ふと、木箱に置いていた右手がくすぐったくなってちらりと目だけでそれを見ると、私の右手と正宗の左手がそれはもう接近していて、驚いた私はすぐに知らないふりをする。
(……恋人っぽい)
お互い意識し始めたせいで右手周辺は変に敏感になって、正宗の指が接近しただけで指先の空気が振動してくすぐったく感じる。しかしそのくすぐったさもしばらくすると無くなる。

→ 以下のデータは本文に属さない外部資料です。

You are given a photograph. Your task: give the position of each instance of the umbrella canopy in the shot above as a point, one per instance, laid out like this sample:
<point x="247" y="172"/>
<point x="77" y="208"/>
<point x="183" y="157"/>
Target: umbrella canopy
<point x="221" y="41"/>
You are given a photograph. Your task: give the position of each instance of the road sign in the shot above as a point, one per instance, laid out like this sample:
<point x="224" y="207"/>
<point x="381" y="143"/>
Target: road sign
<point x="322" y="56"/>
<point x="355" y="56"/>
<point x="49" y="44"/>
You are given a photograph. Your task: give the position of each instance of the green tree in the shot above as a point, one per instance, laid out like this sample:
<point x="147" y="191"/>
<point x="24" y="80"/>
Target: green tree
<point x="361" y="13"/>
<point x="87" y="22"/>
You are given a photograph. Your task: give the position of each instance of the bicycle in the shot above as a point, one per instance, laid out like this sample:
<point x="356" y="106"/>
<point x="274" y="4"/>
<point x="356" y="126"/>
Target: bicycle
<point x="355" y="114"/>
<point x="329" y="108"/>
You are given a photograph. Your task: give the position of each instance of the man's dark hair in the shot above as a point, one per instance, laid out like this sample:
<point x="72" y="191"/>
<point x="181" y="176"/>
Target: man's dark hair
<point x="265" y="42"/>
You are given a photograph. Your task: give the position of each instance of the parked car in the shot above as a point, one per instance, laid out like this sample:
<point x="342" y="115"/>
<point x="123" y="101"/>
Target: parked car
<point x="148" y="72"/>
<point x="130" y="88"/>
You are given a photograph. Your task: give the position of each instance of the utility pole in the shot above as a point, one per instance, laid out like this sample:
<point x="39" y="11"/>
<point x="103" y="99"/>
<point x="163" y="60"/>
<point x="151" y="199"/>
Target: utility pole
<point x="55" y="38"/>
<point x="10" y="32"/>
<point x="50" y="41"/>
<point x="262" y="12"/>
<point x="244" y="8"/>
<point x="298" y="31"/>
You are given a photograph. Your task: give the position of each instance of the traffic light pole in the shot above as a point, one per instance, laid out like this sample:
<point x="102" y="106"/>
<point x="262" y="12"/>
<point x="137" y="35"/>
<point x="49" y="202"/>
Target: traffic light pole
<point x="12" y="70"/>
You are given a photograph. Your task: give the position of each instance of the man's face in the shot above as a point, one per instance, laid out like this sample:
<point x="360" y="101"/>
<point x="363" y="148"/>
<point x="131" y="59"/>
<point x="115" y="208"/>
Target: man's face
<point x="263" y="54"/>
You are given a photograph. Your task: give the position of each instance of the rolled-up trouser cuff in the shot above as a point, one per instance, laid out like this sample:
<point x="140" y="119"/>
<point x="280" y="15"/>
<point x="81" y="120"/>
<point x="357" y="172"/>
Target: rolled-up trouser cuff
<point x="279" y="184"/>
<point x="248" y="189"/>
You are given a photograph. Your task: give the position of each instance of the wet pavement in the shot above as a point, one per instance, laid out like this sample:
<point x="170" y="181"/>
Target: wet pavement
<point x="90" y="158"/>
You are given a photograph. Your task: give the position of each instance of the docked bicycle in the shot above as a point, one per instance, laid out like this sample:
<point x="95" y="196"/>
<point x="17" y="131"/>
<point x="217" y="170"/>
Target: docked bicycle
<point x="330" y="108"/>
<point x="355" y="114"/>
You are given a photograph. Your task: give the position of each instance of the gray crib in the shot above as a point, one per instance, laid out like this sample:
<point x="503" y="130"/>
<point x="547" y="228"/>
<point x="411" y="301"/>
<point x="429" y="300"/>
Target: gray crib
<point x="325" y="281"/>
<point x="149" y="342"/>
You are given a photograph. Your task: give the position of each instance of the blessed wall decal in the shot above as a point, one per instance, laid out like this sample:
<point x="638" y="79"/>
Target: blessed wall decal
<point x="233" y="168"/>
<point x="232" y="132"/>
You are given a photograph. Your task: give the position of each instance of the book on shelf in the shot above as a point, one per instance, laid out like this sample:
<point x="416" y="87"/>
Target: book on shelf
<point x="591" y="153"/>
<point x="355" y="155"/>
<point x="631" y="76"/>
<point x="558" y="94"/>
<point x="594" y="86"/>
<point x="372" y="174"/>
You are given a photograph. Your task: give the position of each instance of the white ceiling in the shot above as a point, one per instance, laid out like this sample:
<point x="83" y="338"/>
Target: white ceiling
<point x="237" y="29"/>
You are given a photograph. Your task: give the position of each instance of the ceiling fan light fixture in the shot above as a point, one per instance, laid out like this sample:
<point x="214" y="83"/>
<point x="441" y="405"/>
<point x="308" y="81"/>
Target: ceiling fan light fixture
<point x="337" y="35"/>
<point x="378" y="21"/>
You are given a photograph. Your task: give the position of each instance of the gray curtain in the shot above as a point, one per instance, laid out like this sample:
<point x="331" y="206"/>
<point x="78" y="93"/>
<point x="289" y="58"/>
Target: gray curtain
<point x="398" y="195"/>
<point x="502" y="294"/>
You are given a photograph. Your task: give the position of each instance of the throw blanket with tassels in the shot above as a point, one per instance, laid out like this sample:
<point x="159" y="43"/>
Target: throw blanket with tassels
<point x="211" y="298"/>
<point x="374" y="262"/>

触れようと近付けば躊躇う時間があって、しばらくしてそれが少し離れる。その繰り返し。
「…………」
「…………」
「……正宗」
「なっ!なんだ!?」
そういう事に疎そうな正宗はタイミングが掴めないのか緊張しているのか、それはそれはテンパっている。私がちらりと彼の方を見て名前を呼んだだけで、彼は肩をびくりと震わせてぎこちない動きでこちらを見た。
「焦点合ってない」
「う……悪かったな!分っかんねーんだよこういうの!」
予想通りに逆ギレした正宗の様子がおかしくて私は小さく笑う。その私を見て、彼は空いてる右手で鼻の頭をかく。そんな不器用な彼が、本当に好きなんだなと実感する。
「待ってるんだけど……な」
独り言みたいに呟くと、彼の呆気にとられた表情。少しわざとらし過ぎたかなと後から恥ずかしさが尾を引き始めたころ、私の右手に変化が起きた。ずっとむず痒いだけだった指と指の間に一本ずつ絡まる彼の指。
「へへっ」
しっかりと絡めら繋がれた指を見てから彼へと視線を流すと、にへらと頬が緩んだだらしない正宗の笑顔。
「えへへ」
その笑顔をみて、つい、釣られるように同じく頬が緩んだ。